As part of the agreement, about 2,500 employees from Nortel will move over to Flextronics. The business transfer to Flextronics is expected to begin in November 2004 and will take approximately six months to complete. Flextronics expects annual revenue from the deal to reach about $2.5 billion.

Nortel's accounting practices are currently being investigated by Canadian and U.S. officials. Formal investigations were prompted in March, when the company restated earnings for the second time since November. In April, the company fired former CEO Frank Dunn and two other executives as part of the fallout of the accounting scandal. It is also now the focus of a criminal investigation in Texas. Nortel has not completed its own internal audits and has not provided final financial results for the past six quarters.

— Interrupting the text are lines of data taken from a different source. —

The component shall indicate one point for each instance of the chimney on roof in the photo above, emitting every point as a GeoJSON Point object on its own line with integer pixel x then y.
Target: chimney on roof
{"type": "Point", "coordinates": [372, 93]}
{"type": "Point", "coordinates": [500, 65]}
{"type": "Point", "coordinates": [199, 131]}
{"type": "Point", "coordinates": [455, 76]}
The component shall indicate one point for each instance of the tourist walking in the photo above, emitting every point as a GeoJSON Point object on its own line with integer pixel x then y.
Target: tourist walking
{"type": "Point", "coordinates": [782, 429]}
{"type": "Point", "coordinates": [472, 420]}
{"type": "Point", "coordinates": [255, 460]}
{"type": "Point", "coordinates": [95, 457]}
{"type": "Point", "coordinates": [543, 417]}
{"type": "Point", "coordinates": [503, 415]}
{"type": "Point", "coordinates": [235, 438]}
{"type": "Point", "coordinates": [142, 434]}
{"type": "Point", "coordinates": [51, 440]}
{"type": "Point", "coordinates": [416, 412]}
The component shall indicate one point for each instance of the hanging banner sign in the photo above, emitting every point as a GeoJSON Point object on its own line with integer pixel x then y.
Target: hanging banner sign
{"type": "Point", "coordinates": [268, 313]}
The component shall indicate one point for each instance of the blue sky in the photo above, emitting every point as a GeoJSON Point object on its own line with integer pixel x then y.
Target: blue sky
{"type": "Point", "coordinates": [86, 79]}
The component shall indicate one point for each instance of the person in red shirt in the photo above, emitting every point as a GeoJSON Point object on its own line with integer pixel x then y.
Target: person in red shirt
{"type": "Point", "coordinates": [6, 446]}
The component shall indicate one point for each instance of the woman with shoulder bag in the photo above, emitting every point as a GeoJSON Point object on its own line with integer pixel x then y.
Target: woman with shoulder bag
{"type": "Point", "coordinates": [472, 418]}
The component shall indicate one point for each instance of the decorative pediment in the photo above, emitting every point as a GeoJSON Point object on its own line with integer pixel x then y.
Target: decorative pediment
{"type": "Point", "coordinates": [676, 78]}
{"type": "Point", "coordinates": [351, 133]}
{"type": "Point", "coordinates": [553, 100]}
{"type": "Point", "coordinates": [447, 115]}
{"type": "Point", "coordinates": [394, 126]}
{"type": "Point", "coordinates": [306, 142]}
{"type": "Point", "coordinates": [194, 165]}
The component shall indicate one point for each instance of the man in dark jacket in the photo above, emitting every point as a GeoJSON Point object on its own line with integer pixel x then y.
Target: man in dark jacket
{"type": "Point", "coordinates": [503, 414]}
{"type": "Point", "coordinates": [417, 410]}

In the company's biweekly update to the Ontario Securities Commission on Tuesday, Nortel set a timeline for completing its restatements. It said it will provide an update on financials from 2003 and the first quarter of 2004 in mid- to late July. By mid-August, the company expects to release preliminary unaudited results for the first and second quarters of 2004. Final audits for 2003 and the first two quarters of 2004 are expected in the third quarter of 2004.

"Putting a solid timeframe for the important financial restatements for 2003 and the first half of 2004 is important and removes some of the uncertainty but far from all of it," Lehman Brothers analysts Tim Luke and Steven Levy wrote in a research note. "We still do not know what the impact of these restatements is and how profitable Nortel really was during the last six quarters. This remains the key question that needs to be answered before any investor can make a rational decision whether to buy, sell or hold NT shares."